You MUST provide a unique cache name to use the disk cache. It is typically best to simply use your plugin’s package name as the cache name. Please read through the package documentation for information on the enforced naming conventions.

from megu.helpers import disk_cache

with disk_cache("my-plugin") as cache:
   cache.set('key', 'value', expire=5) # set a cached key that expires in 5 seconds

   value = cache.get('key')
   assert value == 'value'

Important

You should only be using this helper if your plugin absolutely must persist information between run of the CLI or the framework. We would like to avoid throwing additional data onto a user’s system where not necessary.

Temporary Files / Directories

If you need a temporary file or directory to work from, you can use the megu.helpers.temporary_file() or megu.helpers.temporary_directory() context managers.

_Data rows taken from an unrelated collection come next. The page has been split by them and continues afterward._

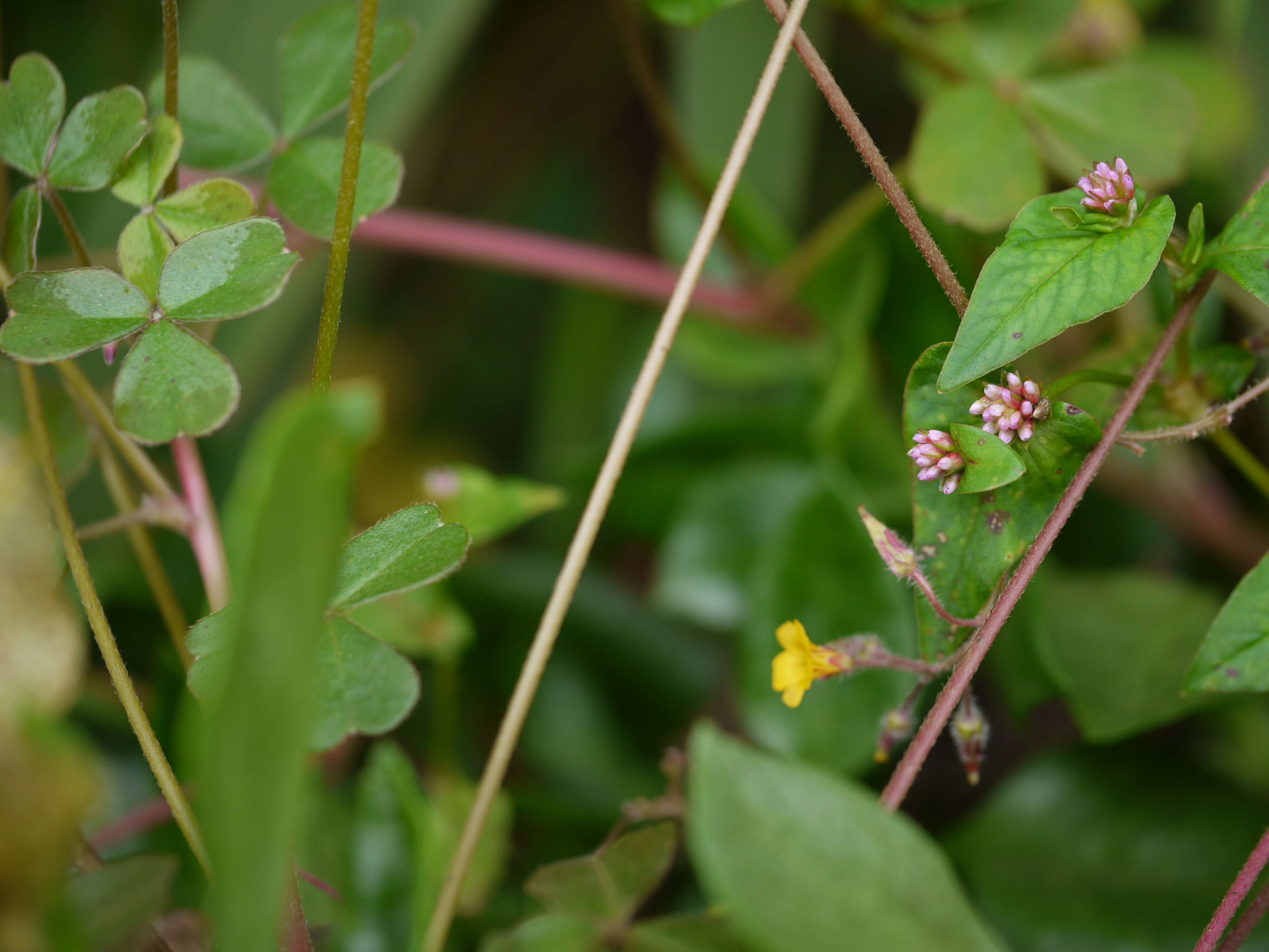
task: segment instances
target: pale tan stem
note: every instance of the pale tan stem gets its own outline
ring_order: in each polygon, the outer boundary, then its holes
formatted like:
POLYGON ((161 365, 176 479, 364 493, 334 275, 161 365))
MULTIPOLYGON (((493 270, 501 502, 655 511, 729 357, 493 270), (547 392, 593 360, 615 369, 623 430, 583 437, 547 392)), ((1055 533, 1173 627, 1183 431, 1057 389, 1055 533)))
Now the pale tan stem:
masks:
POLYGON ((595 480, 594 489, 590 491, 590 498, 586 500, 581 522, 577 524, 572 542, 569 546, 569 553, 565 556, 563 567, 560 570, 555 588, 551 592, 551 600, 547 603, 546 612, 533 636, 533 644, 529 647, 528 656, 524 659, 524 666, 520 669, 520 677, 516 680, 515 691, 511 693, 511 701, 499 726, 497 736, 494 740, 494 749, 490 751, 485 772, 481 774, 476 800, 472 803, 471 812, 467 815, 467 823, 463 826, 454 856, 449 861, 449 868, 445 871, 445 878, 440 886, 440 895, 437 899, 431 922, 428 924, 428 932, 423 941, 424 952, 442 952, 444 948, 445 937, 449 934, 449 924, 453 920, 454 909, 458 904, 458 896, 462 891, 463 881, 467 878, 467 869, 471 866, 472 856, 476 852, 476 844, 480 842, 481 831, 485 829, 494 798, 503 786, 508 763, 520 737, 524 718, 529 713, 529 706, 533 703, 533 696, 537 692, 538 683, 542 680, 547 660, 551 658, 551 650, 555 647, 560 626, 563 623, 565 614, 572 602, 574 592, 586 565, 586 559, 590 556, 590 548, 595 542, 599 526, 604 520, 613 490, 617 487, 617 480, 621 477, 626 458, 629 456, 631 446, 634 443, 640 423, 643 420, 643 413, 652 399, 652 390, 656 387, 657 377, 660 377, 661 369, 665 367, 665 360, 670 353, 675 334, 683 322, 683 315, 692 298, 692 291, 700 278, 706 256, 709 254, 709 248, 718 235, 718 227, 736 189, 745 160, 749 157, 749 151, 753 149, 754 137, 758 135, 763 116, 772 100, 772 93, 775 89, 775 83, 779 80, 780 70, 783 70, 784 62, 788 58, 789 48, 793 44, 793 36, 802 20, 802 15, 806 13, 807 4, 808 0, 793 0, 792 10, 780 27, 775 46, 772 48, 761 79, 758 83, 758 89, 754 91, 754 98, 745 113, 745 119, 736 133, 736 141, 732 143, 731 154, 727 156, 727 164, 718 178, 713 198, 709 201, 709 207, 706 209, 695 241, 692 244, 692 251, 683 265, 683 273, 679 275, 674 294, 670 297, 670 303, 666 306, 665 314, 661 315, 656 338, 652 340, 652 347, 643 359, 643 367, 640 371, 638 380, 634 382, 634 388, 626 404, 626 410, 622 413, 617 433, 608 447, 604 465, 599 471, 599 477, 595 480))

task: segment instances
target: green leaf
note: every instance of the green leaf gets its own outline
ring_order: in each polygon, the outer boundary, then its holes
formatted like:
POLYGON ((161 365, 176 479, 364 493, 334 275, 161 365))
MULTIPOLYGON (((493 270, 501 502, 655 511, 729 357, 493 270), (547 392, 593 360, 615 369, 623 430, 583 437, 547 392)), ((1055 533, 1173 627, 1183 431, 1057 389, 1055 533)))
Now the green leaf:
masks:
POLYGON ((84 96, 57 135, 48 162, 49 184, 79 192, 105 188, 148 127, 146 99, 132 86, 84 96))
POLYGON ((491 542, 565 503, 563 491, 519 476, 494 476, 471 463, 428 470, 424 490, 449 522, 467 527, 472 542, 491 542))
POLYGON ((171 254, 171 239, 155 217, 142 212, 119 232, 119 270, 154 301, 159 296, 159 274, 171 254))
POLYGON ((1000 437, 964 423, 953 423, 950 429, 966 463, 958 493, 986 493, 1008 486, 1027 472, 1027 465, 1000 437))
POLYGON ((548 913, 623 923, 665 878, 678 842, 671 821, 643 826, 589 856, 543 866, 524 891, 548 913))
POLYGON ((391 645, 336 614, 317 649, 317 712, 310 745, 327 750, 349 734, 387 734, 419 702, 419 673, 391 645))
POLYGON ((411 658, 457 658, 476 637, 471 617, 439 584, 369 602, 348 617, 411 658))
POLYGON ((467 557, 471 538, 440 510, 418 503, 381 519, 344 546, 331 608, 343 611, 439 581, 467 557))
POLYGON ((0 350, 29 363, 76 357, 140 330, 150 320, 143 292, 105 268, 27 272, 5 296, 0 350))
POLYGON ((1216 268, 1269 303, 1269 184, 1247 199, 1203 250, 1195 274, 1216 268))
POLYGON ((1025 763, 948 838, 975 899, 1018 952, 1194 946, 1264 833, 1264 810, 1171 751, 1160 751, 1171 763, 1143 753, 1025 763))
POLYGON ((1242 576, 1221 607, 1185 691, 1269 691, 1269 556, 1242 576))
POLYGON ((1124 570, 1053 575, 1046 598, 1041 655, 1085 740, 1121 740, 1194 710, 1181 687, 1221 604, 1209 590, 1124 570))
POLYGON ((223 948, 277 948, 278 910, 294 876, 317 646, 369 435, 364 407, 364 391, 280 400, 253 432, 225 506, 233 599, 223 677, 204 701, 198 779, 223 948))
POLYGON ((168 909, 180 861, 142 853, 85 869, 66 880, 66 899, 94 952, 128 948, 168 909))
POLYGON ((943 852, 874 791, 692 732, 688 842, 712 902, 754 952, 999 952, 943 852))
MULTIPOLYGON (((278 62, 284 137, 294 138, 348 105, 357 14, 355 4, 332 4, 301 17, 283 34, 278 62)), ((377 24, 372 90, 401 65, 414 46, 414 24, 404 17, 377 24)))
POLYGON ((178 242, 230 225, 255 212, 255 198, 232 179, 203 179, 155 206, 155 215, 178 242))
MULTIPOLYGON (((949 430, 959 420, 975 419, 970 405, 981 390, 939 392, 937 381, 950 347, 935 344, 912 367, 904 402, 905 433, 949 430)), ((1027 472, 1008 486, 945 496, 937 482, 919 481, 914 470, 912 548, 943 604, 958 617, 972 618, 982 609, 1101 438, 1098 421, 1079 407, 1055 402, 1051 413, 1048 420, 1036 424, 1029 440, 1010 444, 1027 472)), ((964 630, 954 635, 920 597, 916 608, 921 654, 926 659, 945 656, 964 630)))
POLYGON ((1128 302, 1145 287, 1173 230, 1176 209, 1156 198, 1127 228, 1072 231, 1053 206, 1079 204, 1077 188, 1027 203, 973 286, 939 387, 956 390, 1128 302))
MULTIPOLYGON (((162 75, 150 84, 150 104, 162 112, 162 75)), ((195 169, 231 171, 255 165, 273 149, 277 129, 228 71, 209 56, 180 57, 181 159, 195 169)))
POLYGON ((1194 96, 1162 70, 1124 63, 1032 80, 1022 102, 1038 122, 1042 151, 1068 180, 1115 156, 1147 188, 1162 188, 1185 173, 1194 96))
POLYGON ((0 85, 0 157, 38 178, 63 112, 62 74, 41 53, 19 56, 9 67, 9 81, 0 85))
POLYGON ((138 208, 154 204, 168 175, 176 168, 183 142, 176 121, 160 113, 150 124, 150 135, 137 146, 110 190, 117 198, 138 208))
POLYGON ((44 203, 34 185, 20 189, 9 203, 4 222, 4 260, 9 274, 16 277, 36 269, 36 242, 43 212, 44 203))
POLYGON ((656 607, 709 628, 745 622, 754 565, 815 484, 801 461, 742 461, 698 480, 656 559, 656 607))
POLYGON ((179 321, 241 317, 273 303, 299 255, 272 218, 246 218, 176 246, 159 279, 159 306, 179 321))
POLYGON ((666 915, 634 923, 624 952, 745 952, 722 919, 713 915, 666 915))
POLYGON ((904 586, 877 557, 846 485, 812 484, 791 505, 782 531, 763 547, 751 578, 753 614, 742 631, 745 726, 774 750, 857 773, 873 765, 877 722, 897 707, 912 677, 868 670, 816 684, 791 711, 772 691, 775 628, 799 619, 812 641, 874 632, 902 655, 916 650, 904 586))
POLYGON ((114 380, 114 421, 141 443, 202 437, 225 424, 240 392, 220 350, 171 321, 155 321, 114 380))
POLYGON ((912 187, 948 221, 994 231, 1043 190, 1044 169, 1018 109, 986 83, 963 83, 925 104, 912 187))
MULTIPOLYGON (((330 241, 344 165, 344 140, 301 138, 273 160, 269 197, 287 221, 330 241)), ((353 223, 359 225, 396 202, 405 164, 391 146, 367 141, 357 171, 353 223)))
POLYGON ((657 18, 673 27, 699 27, 718 10, 739 4, 741 0, 647 0, 657 18))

You must also provide a prefix as the first argument to both these context managers. This should likely just be your plugin’s package name.

from megu.helpers import temporary_file, temporary_directory

with temporary_file("my-plugin", "w") as temp_file:
   # note that the return value is a tuple containing the path and file handle
   (temp_filepath, temp_fileio) = temp_file
   assert temp_filepath.is_file()

with temporary_directory("my-plugin") as temp_dir:
   # note the return value is just the directory path
   assert temp_dir.is_dir()

Noops

If you ever need a noop class or function you can use the megu.helpers.noop_class or megu.helpers.noop() respectively.

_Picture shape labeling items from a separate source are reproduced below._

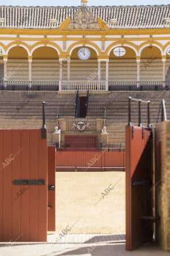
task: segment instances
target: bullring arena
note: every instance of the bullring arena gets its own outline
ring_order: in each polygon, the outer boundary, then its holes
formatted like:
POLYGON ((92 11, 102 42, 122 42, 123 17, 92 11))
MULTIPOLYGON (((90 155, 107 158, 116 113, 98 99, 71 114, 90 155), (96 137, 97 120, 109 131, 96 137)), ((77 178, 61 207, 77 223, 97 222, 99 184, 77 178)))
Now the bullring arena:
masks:
POLYGON ((0 254, 168 255, 170 5, 0 6, 0 254))

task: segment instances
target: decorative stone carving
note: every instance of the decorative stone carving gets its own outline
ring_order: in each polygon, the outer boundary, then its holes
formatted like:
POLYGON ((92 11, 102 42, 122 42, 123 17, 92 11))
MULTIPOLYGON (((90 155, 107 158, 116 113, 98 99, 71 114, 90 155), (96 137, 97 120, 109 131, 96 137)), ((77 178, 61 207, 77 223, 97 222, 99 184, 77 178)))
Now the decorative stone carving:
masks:
POLYGON ((103 126, 103 129, 101 130, 102 133, 106 133, 107 134, 107 131, 106 130, 107 127, 106 126, 103 126))
POLYGON ((85 123, 84 122, 79 122, 77 125, 76 125, 75 123, 73 124, 73 127, 76 127, 76 128, 79 130, 79 131, 83 131, 83 130, 85 129, 86 126, 88 127, 89 128, 90 128, 90 124, 88 123, 85 123))
POLYGON ((93 14, 86 7, 82 6, 74 16, 73 20, 70 22, 69 28, 76 29, 99 29, 97 20, 94 18, 93 14))
POLYGON ((58 146, 60 147, 61 142, 61 129, 58 129, 58 126, 55 127, 55 131, 53 134, 53 144, 55 144, 56 142, 58 143, 58 146))
POLYGON ((58 133, 60 132, 60 130, 58 130, 58 126, 56 126, 55 127, 55 131, 54 133, 58 133))

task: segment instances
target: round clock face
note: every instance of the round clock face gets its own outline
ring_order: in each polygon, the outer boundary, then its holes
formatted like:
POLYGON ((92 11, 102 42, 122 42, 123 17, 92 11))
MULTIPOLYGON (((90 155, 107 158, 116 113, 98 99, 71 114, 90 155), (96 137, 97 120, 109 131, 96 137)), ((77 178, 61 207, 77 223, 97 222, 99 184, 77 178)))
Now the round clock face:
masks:
POLYGON ((78 56, 80 60, 88 60, 91 55, 91 52, 88 48, 80 48, 78 51, 78 56))
POLYGON ((170 55, 170 48, 167 49, 167 53, 170 55))
POLYGON ((113 53, 114 55, 120 57, 121 56, 125 55, 126 53, 126 50, 123 47, 116 47, 113 50, 113 53))

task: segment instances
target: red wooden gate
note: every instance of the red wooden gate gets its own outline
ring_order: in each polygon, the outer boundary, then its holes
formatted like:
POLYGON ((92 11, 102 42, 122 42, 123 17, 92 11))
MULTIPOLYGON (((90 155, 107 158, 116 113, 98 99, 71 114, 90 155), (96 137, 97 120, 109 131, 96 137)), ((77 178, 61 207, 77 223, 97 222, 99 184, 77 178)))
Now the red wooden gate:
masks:
POLYGON ((127 250, 152 241, 151 130, 126 128, 127 250))
POLYGON ((48 230, 56 231, 55 216, 55 174, 56 174, 56 147, 48 147, 48 230))
POLYGON ((46 133, 0 130, 1 241, 46 241, 46 133))

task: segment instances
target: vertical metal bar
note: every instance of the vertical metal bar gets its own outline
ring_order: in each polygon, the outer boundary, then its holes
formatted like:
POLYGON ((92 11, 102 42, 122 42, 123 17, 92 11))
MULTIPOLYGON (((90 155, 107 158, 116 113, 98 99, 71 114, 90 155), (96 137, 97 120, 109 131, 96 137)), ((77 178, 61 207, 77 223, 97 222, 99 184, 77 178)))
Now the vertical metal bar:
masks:
POLYGON ((139 100, 138 105, 138 126, 141 126, 141 100, 139 100))
POLYGON ((106 108, 106 106, 105 106, 105 110, 104 110, 104 119, 106 119, 106 109, 107 109, 107 108, 106 108))
POLYGON ((162 113, 161 113, 161 122, 163 122, 164 121, 164 110, 163 110, 163 100, 161 102, 161 110, 162 110, 162 113))
POLYGON ((150 127, 150 101, 147 102, 147 127, 150 127))
POLYGON ((129 126, 131 126, 131 97, 129 97, 129 108, 128 108, 128 125, 129 126))
POLYGON ((41 139, 46 138, 46 129, 45 125, 45 104, 46 102, 43 101, 42 104, 42 126, 41 128, 41 139))

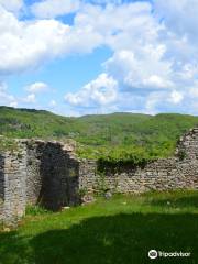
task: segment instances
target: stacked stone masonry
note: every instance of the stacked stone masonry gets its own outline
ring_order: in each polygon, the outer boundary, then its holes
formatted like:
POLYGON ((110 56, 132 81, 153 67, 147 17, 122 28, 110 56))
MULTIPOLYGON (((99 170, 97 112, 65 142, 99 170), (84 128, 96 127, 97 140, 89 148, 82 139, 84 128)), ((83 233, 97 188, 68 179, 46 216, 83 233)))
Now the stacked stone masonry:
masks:
POLYGON ((6 224, 15 224, 28 205, 58 210, 80 204, 81 190, 94 194, 101 185, 117 193, 198 189, 198 129, 180 138, 174 157, 106 175, 96 161, 79 161, 59 142, 18 140, 18 146, 0 154, 0 221, 6 224))

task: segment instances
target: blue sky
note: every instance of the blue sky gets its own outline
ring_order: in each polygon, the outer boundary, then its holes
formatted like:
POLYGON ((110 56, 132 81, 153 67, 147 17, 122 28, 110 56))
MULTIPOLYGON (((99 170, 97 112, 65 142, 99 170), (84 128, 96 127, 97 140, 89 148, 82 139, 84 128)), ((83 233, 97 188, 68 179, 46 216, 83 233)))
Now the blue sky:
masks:
POLYGON ((197 0, 0 0, 0 105, 198 114, 197 0))

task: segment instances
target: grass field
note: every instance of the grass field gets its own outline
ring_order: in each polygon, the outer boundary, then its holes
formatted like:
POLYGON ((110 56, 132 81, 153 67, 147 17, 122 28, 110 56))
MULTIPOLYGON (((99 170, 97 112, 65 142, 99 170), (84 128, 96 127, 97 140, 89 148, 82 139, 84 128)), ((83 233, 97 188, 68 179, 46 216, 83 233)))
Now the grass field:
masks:
POLYGON ((29 209, 0 232, 1 264, 198 263, 198 191, 114 196, 63 212, 29 209), (191 252, 150 260, 151 249, 191 252))

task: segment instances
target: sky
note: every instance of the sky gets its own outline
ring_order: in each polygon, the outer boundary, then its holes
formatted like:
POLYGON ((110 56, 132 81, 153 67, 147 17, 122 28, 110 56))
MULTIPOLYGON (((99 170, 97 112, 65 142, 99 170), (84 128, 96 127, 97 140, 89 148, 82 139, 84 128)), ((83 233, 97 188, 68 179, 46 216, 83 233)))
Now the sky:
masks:
POLYGON ((198 116, 198 0, 0 0, 0 105, 198 116))

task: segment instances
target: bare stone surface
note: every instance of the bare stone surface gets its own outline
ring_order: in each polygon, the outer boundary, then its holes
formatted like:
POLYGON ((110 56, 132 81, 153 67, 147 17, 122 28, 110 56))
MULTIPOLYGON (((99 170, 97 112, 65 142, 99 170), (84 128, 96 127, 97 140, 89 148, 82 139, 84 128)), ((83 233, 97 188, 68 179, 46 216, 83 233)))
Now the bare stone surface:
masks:
POLYGON ((102 177, 97 162, 79 161, 73 145, 41 140, 16 142, 18 150, 0 154, 0 221, 8 226, 16 224, 26 205, 59 210, 89 202, 101 185, 110 194, 198 189, 198 129, 180 138, 174 157, 102 177), (85 193, 81 199, 80 190, 85 193))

from megu.helpers import noop_class, noop

inst = noop_class()
inst.do_something() # returns None

noop() # returns None

Examples

Below are a few example plugins I’ve written to help give a general idea of how plugins can be structured.


For more examples on what helpers you can make use of in your plugins, checkout the megu.helpers module. Since plugins should all be installable, you can also include additional dependencies that get installed through setuptools.